Sleeping baby and a laptop is sort of like a beer after really good sex. Total relaxation.
Mom bought
Naughty Origami
at Powell's for an uncle-in-law. The book is fabulous, but I had to explain what one design was. Threeway
- one behind and one in front.
I need more wine.
Plei, a sleeping squeakaboo is BETTER than having beer.
So it looks like I'll be in Cincinnati in November for a couple of weeks. My old grad school has asked me to come back and do the sound design for their fall musical.
t does the dance of ND back in the 'hood....
Seriously, Drew -- you will not believe all the renovations to the campus/Clifton area. Some good (new undergrad dorms on Jefferson that look really nice and not like hellholes), and some questionable (Chicago Gyros had a renovation that made it all clean and fancy and yuppie). And there are now approximately 10,000 Indian restaurants in Clifton.
ION, The Boy = YUM.
ION, The Boy = YUM.
some statements are good to see
One of the squashes committed suicide in the microwave and barfed its squash-y guts up.
Cass, I need this for my next tag, pretty please?
I am so there, Anne.
Sincerely,
Crampy McParanoiapants
So me.
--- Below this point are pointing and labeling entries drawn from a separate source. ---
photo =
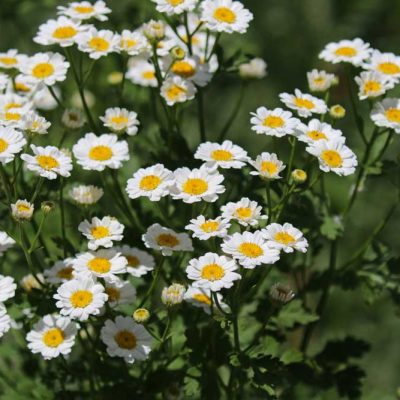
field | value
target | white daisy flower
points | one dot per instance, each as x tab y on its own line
315	130
225	16
80	298
62	31
267	166
225	155
104	263
52	336
285	238
97	43
373	84
245	212
7	288
101	232
387	64
320	81
250	249
304	104
121	120
119	292
84	10
47	68
174	7
127	339
48	162
62	271
98	152
139	262
166	240
152	182
142	72
177	90
11	143
212	272
277	122
386	113
335	156
196	185
86	195
205	229
352	51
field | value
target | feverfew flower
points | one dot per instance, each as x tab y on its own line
101	232
334	155
98	152
205	229
47	68
225	155
277	122
212	272
245	212
48	162
352	51
80	298
139	262
196	185
373	84
177	90
285	237
152	182
387	114
250	249
166	240
11	143
127	339
304	104
52	336
121	120
97	43
84	10
267	166
102	263
225	16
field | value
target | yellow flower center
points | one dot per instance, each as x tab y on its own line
224	14
125	340
304	103
209	226
47	162
389	68
183	69
100	232
221	155
212	272
332	158
316	135
100	153
149	182
251	250
167	240
393	115
346	51
99	44
81	298
273	122
202	298
64	32
99	265
3	145
42	70
53	337
284	238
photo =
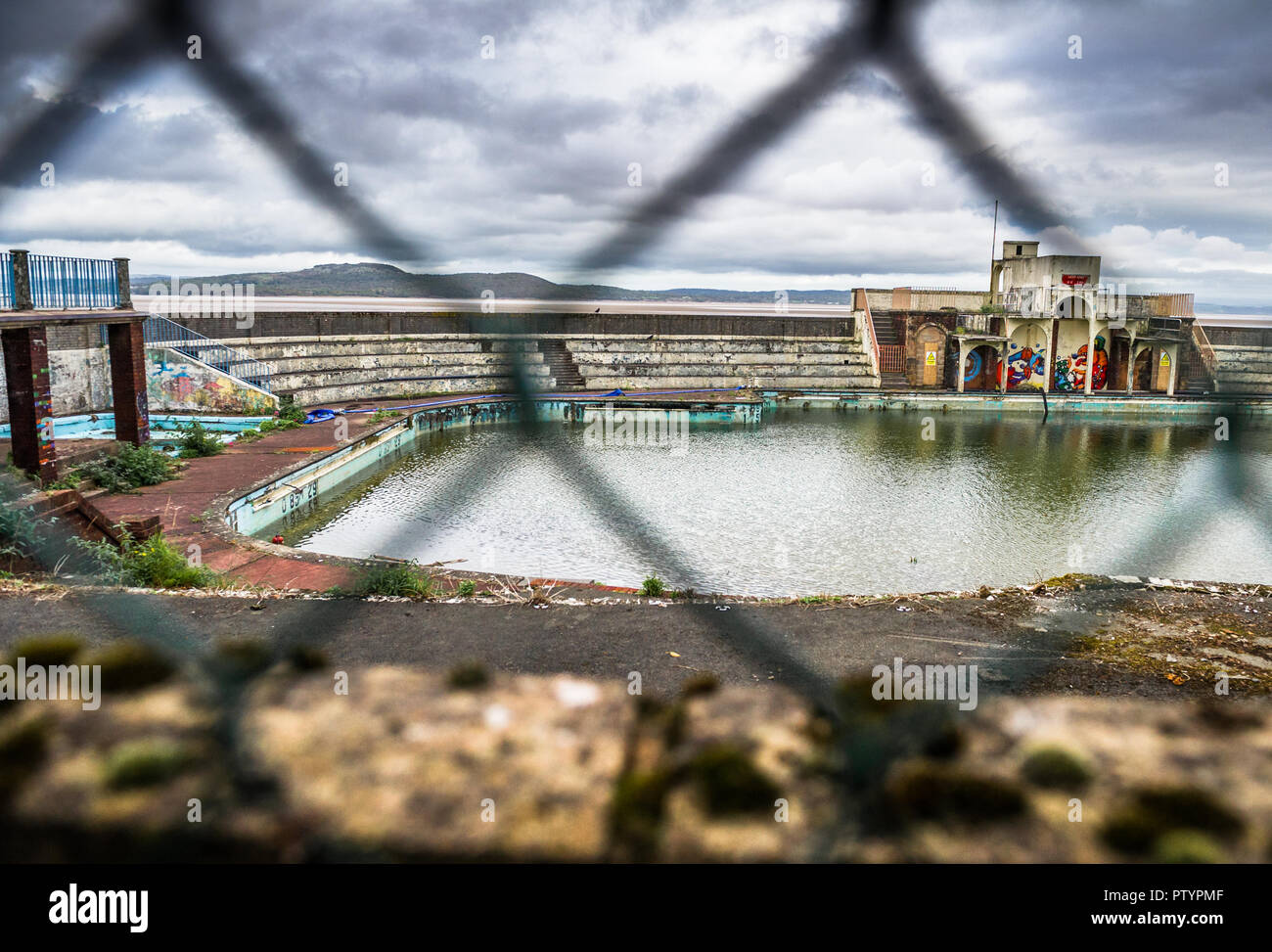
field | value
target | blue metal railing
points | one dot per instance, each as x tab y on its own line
5	280
161	333
72	283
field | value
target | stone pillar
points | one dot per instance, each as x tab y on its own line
22	299
1130	369
121	276
128	382
30	404
1090	352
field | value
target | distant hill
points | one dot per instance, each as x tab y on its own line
370	280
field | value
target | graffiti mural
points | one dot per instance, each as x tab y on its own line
980	369
1026	358
173	384
1071	371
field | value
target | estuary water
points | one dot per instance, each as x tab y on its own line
825	502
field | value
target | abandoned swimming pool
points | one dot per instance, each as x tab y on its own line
804	503
102	426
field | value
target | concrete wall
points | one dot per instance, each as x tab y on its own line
79	369
319	324
352	368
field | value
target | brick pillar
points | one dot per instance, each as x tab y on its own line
121	278
30	404
128	382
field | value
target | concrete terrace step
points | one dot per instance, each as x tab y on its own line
327	346
739	360
706	345
350	362
289	382
607	371
781	382
394	389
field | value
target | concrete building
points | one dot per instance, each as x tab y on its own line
1047	324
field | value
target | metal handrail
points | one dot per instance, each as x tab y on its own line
161	333
868	331
72	283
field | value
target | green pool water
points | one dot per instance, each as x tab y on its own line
813	502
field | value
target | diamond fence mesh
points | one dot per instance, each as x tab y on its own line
877	33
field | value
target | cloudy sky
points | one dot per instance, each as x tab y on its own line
521	159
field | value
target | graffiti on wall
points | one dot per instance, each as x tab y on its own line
1071	371
1026	358
173	384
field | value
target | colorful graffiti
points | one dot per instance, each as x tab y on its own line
1071	371
982	360
177	385
1024	364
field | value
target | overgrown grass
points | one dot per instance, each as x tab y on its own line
403	580
145	762
153	563
291	411
130	469
196	442
653	587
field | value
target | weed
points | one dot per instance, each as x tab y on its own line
730	782
241	658
291	411
198	442
145	762
49	651
130	469
402	580
930	792
1055	768
470	676
130	665
1157	811
153	563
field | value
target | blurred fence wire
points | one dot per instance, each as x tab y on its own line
876	33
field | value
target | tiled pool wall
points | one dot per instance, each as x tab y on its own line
102	426
296	495
1156	407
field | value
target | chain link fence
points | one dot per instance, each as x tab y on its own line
876	33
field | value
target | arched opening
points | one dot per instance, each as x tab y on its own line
931	355
1153	371
980	369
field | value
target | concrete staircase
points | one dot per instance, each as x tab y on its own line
565	372
886	337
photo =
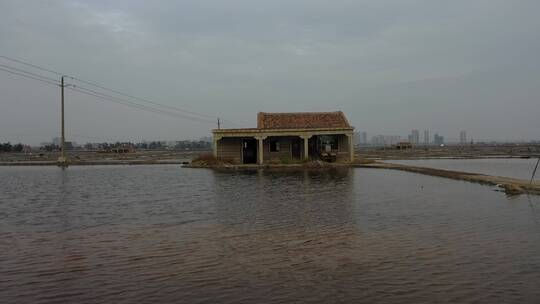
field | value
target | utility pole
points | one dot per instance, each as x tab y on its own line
62	160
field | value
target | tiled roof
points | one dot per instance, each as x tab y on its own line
302	120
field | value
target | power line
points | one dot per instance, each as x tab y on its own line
97	94
107	89
138	106
31	65
141	99
29	73
28	76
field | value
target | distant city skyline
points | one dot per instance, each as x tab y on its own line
445	66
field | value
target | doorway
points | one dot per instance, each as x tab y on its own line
296	148
249	151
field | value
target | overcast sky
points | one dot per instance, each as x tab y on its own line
389	65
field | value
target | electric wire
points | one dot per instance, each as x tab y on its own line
112	90
28	76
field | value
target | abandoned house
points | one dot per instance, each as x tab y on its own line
285	137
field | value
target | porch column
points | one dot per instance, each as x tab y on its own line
350	138
260	149
306	146
214	147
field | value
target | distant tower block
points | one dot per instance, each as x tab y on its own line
463	137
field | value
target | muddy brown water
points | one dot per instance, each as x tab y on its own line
165	234
520	168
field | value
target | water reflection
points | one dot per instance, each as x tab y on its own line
163	234
303	199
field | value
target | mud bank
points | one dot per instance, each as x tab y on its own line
94	163
506	184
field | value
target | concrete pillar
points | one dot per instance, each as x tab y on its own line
350	137
306	147
260	150
214	147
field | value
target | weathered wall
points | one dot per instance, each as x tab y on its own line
230	149
343	148
284	151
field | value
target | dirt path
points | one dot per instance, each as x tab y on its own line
509	185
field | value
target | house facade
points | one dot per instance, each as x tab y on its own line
284	137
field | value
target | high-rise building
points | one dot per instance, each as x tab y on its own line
463	137
360	138
438	139
415	137
385	140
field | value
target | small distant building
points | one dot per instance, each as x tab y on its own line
463	137
438	140
123	148
286	137
404	145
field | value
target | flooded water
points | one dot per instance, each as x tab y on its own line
508	167
164	234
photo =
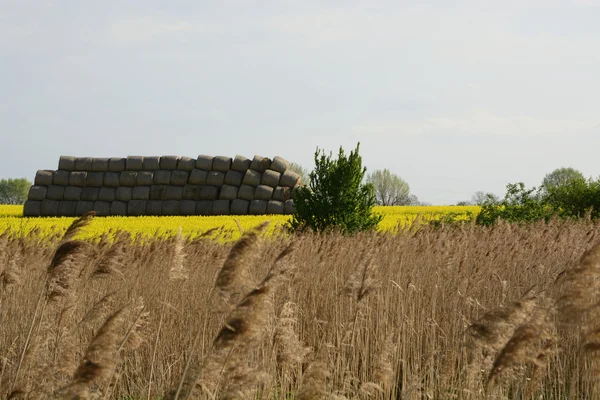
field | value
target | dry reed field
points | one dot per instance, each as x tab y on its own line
507	312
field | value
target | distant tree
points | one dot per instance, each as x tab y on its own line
14	191
390	189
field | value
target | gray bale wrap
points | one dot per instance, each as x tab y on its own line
116	164
198	177
270	178
234	178
204	162
141	193
215	178
72	193
263	192
77	178
280	164
106	194
55	192
124	193
162	177
43	178
100	165
66	163
221	207
111	179
179	178
145	178
258	207
169	163
252	178
228	192
289	178
32	208
239	207
136	208
246	192
37	193
204	207
260	163
128	178
151	163
61	178
95	179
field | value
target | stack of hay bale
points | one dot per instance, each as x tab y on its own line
167	185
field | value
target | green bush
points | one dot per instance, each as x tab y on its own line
336	198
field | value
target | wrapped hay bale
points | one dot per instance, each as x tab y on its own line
263	192
154	207
43	178
72	193
241	164
124	194
37	193
228	192
275	207
151	163
83	164
100	165
209	192
174	193
128	178
186	164
134	163
136	208
95	179
116	164
258	207
204	162
179	178
234	178
60	178
49	208
246	192
118	208
145	178
90	194
198	177
32	208
215	178
221	207
171	207
204	207
141	193
105	194
111	179
77	178
252	178
66	163
222	164
289	178
280	164
270	178
239	207
260	163
55	192
169	163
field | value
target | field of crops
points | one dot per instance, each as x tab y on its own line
227	228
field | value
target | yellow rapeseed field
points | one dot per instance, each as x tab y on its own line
226	228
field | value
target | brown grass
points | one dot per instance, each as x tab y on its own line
501	312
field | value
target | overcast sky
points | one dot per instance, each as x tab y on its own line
453	96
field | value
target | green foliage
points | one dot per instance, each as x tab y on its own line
14	191
336	198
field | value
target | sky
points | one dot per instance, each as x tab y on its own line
453	96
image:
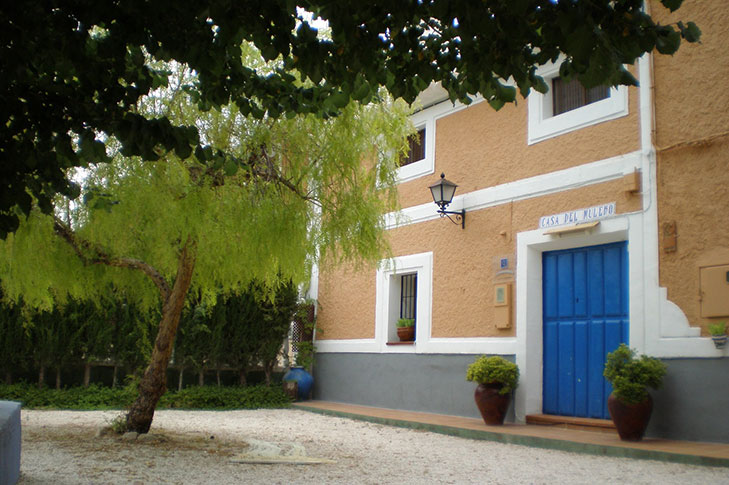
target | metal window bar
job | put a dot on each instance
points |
(417, 148)
(567, 96)
(408, 295)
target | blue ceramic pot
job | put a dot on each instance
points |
(304, 381)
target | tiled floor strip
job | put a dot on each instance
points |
(596, 443)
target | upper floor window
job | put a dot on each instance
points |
(408, 295)
(568, 106)
(569, 95)
(417, 148)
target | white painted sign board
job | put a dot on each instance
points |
(578, 216)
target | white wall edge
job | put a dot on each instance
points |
(537, 186)
(485, 345)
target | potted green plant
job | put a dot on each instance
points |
(301, 372)
(718, 334)
(496, 378)
(630, 404)
(406, 329)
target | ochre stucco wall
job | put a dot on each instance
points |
(692, 140)
(463, 299)
(478, 147)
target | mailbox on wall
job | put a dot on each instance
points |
(714, 287)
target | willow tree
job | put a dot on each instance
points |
(266, 198)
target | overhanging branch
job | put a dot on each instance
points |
(89, 254)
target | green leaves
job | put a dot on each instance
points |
(630, 376)
(86, 84)
(672, 5)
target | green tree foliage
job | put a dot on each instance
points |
(209, 223)
(13, 341)
(73, 72)
(274, 324)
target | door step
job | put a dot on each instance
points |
(571, 422)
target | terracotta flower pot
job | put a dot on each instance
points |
(631, 420)
(491, 404)
(406, 334)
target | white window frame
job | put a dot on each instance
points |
(388, 300)
(426, 165)
(543, 126)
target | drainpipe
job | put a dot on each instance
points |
(650, 328)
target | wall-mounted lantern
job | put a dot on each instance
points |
(443, 192)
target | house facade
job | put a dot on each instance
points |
(592, 218)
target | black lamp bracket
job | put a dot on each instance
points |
(459, 216)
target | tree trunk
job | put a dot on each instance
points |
(114, 378)
(154, 381)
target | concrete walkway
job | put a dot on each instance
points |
(591, 442)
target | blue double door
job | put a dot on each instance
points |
(585, 316)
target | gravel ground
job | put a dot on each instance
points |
(202, 447)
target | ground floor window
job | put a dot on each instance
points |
(404, 286)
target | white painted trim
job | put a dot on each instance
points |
(657, 326)
(422, 264)
(543, 125)
(485, 345)
(537, 186)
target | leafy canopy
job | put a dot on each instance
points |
(290, 185)
(74, 71)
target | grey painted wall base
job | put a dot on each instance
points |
(433, 383)
(9, 442)
(693, 403)
(691, 406)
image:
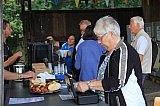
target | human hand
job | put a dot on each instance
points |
(69, 53)
(50, 38)
(29, 74)
(81, 86)
(18, 54)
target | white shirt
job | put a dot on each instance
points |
(142, 44)
(80, 41)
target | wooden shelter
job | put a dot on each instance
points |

And I'm so there with y'all, it isn't even funny. Well. I suppose someone observing my behavior, or my night-before the flood sleepless delirium might find it funny. In a not ha-ha sort of way.
And erika? Don't rightly knowya, but boring? That seems as unlikely as Munch cracking a smile for no good reason. I love your Homicidamania and, frankly, am seriously nicknaming my sweetie "Bunky." Seriously. I've already tried it out once. Think it might stick.
Exploding squash! Squash is comedy gold, I tell ya. Years ago, I saw a print of a bunch of crooknecked squash decked out like an operating room crew. The squash on the table had a surgical drape and artistically applied ketchup. Absolutely killed me.
Hey, some glitter shoes are just fine. Especially black glitter shoes. Or red glitter ballet flats.
I really do want and need ballet flats. Especially glittery ones. And, on a related note, I would kill to own glittery Dorothy slippers.
Kill.
IJS.
t runs through thread wearing only tiara and glittery ruby slippers
chases -t through the thread, moving speedily by virtue of her trainers. cackles madly.
although, in reality, I'm sitting here eating koshary.
Mmmmmm koshary! Starchiest of all known foodstuffs! Cheapest of Egyptian food! Rice, macaroni, 2 kinds of noodles, lentils, chickpeas and crispy fried onions, served with a tomato sauce and chili and/or garlic according to one's taste.
It couldn't be starchier. Well, short of being stuffed into a bun and served with fries.
Mmmmm koshary.
Gronk. Still hormonal, but feeling much less paranoid. I greatly appreciated the sympathy, the empathy, and the compliments.